- 27
Pablo Picasso
Description
- Pablo Picasso
- Tête de femme. Face
- dated 13.6.62. II (upper left)
- oil on paper
- 42 by 27cm.
- 16 1/2 by 10 5/8 in.
Provenance
Galerie Jacques de la Béraudière, Geneva (acquired from the above in 2011)
Acquired from the above by the present owner in 2012
Exhibited
Literature
Christian Zervos, Pablo Picasso, œuvres de 1961 à 1962, Paris, 1968, vol. 20, no. 256, illustrated pl. 118
Catalogue Note
According to Elizabeth Cowling, ‘One of Jacqueline’s attractions for Picasso was her uncanny ability to inhabit and blend with now one picture in his musée imaginaire, now another’ (E. Cowling in Picasso Portraits (exhibition catalogue), National Portrait Gallery, London, 2016-17, p. 184).
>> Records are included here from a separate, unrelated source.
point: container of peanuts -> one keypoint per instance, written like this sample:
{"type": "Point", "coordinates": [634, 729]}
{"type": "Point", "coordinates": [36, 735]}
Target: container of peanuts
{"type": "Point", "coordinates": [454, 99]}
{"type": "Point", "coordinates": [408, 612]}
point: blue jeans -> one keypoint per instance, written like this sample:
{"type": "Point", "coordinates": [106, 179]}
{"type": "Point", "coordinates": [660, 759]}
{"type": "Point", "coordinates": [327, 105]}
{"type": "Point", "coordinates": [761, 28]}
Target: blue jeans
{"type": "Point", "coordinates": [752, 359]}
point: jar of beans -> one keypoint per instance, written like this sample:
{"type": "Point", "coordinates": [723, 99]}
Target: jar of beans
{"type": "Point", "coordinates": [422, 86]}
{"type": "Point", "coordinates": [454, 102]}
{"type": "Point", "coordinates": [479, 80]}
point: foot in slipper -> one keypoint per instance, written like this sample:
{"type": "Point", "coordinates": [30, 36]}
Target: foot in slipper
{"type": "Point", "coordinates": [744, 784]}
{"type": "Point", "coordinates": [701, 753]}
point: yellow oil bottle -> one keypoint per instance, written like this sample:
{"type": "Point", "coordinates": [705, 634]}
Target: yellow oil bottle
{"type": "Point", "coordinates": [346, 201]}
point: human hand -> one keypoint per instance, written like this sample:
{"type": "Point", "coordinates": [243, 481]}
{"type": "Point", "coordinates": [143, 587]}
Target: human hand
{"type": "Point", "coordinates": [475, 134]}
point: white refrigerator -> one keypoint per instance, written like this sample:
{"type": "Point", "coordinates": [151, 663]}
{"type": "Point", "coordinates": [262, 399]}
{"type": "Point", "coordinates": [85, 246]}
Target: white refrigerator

Picasso painted Jacqueline in a variety of manners, from the more naturalistic, frontal depictions he explored in a range of media (fig. 1), including the present work, to the more stylised, abstract renderings reminiscent of his earlier portraits of Dora Maar. Throughout their life together, Jacqueline also served as a model for several of Picasso’s reinterpretations of art historical masterpieces, including his studies after Manet’s Le Déjeuner sur l’herbe and Delacroix’s Les Femmes d’Algers. In the present work, however, he chose a more intimate rendering of his muse, who is depicted frontally, facing the viewer with her wide eyes, her long hair and striped ribbon giving her an innocent, youthful look.